Here’s how I flew on a private jet for $159, and you can too.
Recently my family relocated from NYC to Las Vegas, so I go to Los Angeles, a lot, as I recently started seeing a top doctor there for IVF treatments. The stress of hormones and disappointing results is a lot to handle — but the travel? That’s a whole other load of unnecessary added stress from both the financial and physical angles.
I’ve tried driving. The four+ hour commute isn’t that bad, until you unexpectedly get a uterine biopsy or some other uncomfortable procedure, and then you have to drive home that night. And yes, I’ve done that before and it was the worst, so my husband and me decided flying would be best. Southwest has a shuttle plane that departs almost every hour from Las Vegas to Burbank, but even just the security line hassle gets to be a lot if you’re commuting regularly, have a medical issue, are generally worn out (who isn’t?), or even just hate the idea of rubbing your feet against dirty airport floors. Southwest also doesn’t assign seats, so you have to hope, pray, and wish that you’ll make it to something that’s not a middle seat and that your seat mates will be relatively normal. If all goes well and you’re not met with delays, the entire flight takes about 50 minutes, and then you patiently collect your bags, wait for a cab or Uber, and realize that you typically dish out around $500 for these low-class, no-amenities round trip flights.
READ MORE: What I learned from my IVF & frozen embryo transfers
The experience adds up financially, emotionally, and physically if you’re making a frequent commute for IVF treatments and I was starting to tire of the whole thing until my neighbor told me about JetSuiteX, a sort of spin off of the private air service concept, JetSuite (and no, this isn’t sponsored, and no, I didn’t get a free flight — these are just my genuine feelings and experiences). He told me that for the same price as a regular airline ticket you can fly direct and private to LA, and that obviously appealed to me on all the deepest levels of my can-I-sit-alone-please soul. A bit of context here: our neighbor/friend had a Disney movie made about him, a feature length movie in fact, about his amazing life. I’m not going to flat out call him wealthy and maybe a bit jaded about the real-world cost of things- but I might secretly think that sometimes. He flies private all around the world regularly. My husband and me usually take what he says with a grain of salt (normal table salt, not the kind that’s sourced by monks from secret Himalayan caverns).
After a little looking online (and no, I didn’t need to chat endlessly with dumb jet brokers or wait for $40,000 quotes), I easily found a $159 return flight from Burbank to Las Vegas. A flight at nearly the same time on Southwest was going for $230 one way, and I’d almost definitely be packed in with other passengers like a sardine. Thanks, but no thanks. I was still cautious, though. Was I going to be on some 1950s Russian prop plane? Would this thing actually have seats or would it be the kind of experience I’d talk about for the next several decades as my near brush with death?
I got to the private hangar at Burbank airport about an hour before the departure time (they recommend showing up 30 minutes before departure, but I didn’t believe them- how could it be that convenient?!). There were about five to six people there, four of them being helpful JetSuite employees. I was carrying four large bags of toys for my daughter (don’t ask- they were on sale), and the lady who checked me in carefully packed them in a box they had on hand and loaded it onto the plane for me. Um, sorry, but people being super helpful and friendly with me in an airport setting is a new thing. The check-in process consisted of showing my ID (of course there were no lines) and having my purse and toy bags swabbed for security purposes. I did not take off my shoes or my clothes.
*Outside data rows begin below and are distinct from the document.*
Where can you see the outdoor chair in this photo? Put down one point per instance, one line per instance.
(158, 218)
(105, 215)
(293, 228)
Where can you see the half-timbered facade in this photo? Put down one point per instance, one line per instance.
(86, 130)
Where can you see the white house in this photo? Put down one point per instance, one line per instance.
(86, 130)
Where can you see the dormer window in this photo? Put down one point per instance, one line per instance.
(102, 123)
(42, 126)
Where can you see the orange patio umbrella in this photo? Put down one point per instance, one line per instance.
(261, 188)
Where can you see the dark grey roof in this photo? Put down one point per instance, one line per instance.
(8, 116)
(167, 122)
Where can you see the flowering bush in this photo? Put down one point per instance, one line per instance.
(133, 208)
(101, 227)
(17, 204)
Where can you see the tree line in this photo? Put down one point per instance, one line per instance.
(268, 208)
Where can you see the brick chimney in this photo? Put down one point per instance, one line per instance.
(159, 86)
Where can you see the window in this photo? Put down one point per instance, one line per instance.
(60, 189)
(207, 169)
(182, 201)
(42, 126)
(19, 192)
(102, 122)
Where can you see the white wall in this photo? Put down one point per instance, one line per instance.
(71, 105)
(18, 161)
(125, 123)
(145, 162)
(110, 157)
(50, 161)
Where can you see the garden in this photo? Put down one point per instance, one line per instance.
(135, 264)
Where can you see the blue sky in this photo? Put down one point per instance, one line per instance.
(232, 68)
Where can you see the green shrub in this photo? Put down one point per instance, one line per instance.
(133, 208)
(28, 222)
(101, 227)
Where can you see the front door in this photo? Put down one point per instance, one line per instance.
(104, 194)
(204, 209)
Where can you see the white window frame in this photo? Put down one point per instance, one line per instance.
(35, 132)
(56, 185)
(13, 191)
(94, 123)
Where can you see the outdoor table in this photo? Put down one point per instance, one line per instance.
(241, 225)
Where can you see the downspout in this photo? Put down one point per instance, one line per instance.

I did not get patted down. There were no rude TSA agents. I was greeted with a smile and polite conversation instead of the familiar and usual grimace with that hopeless sigh you find with “normal” frustrated airline employees. They offered me free snacks, cold and hot drinks, bottled water and get this — wifi. The lounge was comfortable and clean. The other passengers there were all in on this little luxurious secret: we were flying private, something usually reserved for the rich and famous (and their friends).
Then I saw the Jet. To my surprise, it wasn’t a soviet era scrap heap. It was a brand new, beautiful jet (JetSuite X uses only Phenom 100s and CJ3 jets, apparently). No propellers, the scent of death, or anything! I boarded the plane with about four other passengers and found a comfy large first class-like seat. The friendly stewardess offered me more free snacks and drinks, and informed me that there was free wifi on the plane as well- during the flight. I watched one of the many free movies they offer on iPad, Crocodile Dundee, an 80s comedy classic. That’s how good my mood was.
It wasn’t a dream — I ended up treated like a human, feeling like a human, and had a thoroughly comfortable and affordable experience. I took pictures because I was anxious to show the rest of the frequent flier world that there’s apparently more to life (who knew?), and that we don’t have to be shuttled like cattle from destination to destination. I arrived on time to Las Vegas refreshed and happy, and I dread the idea of flying commercial ever again.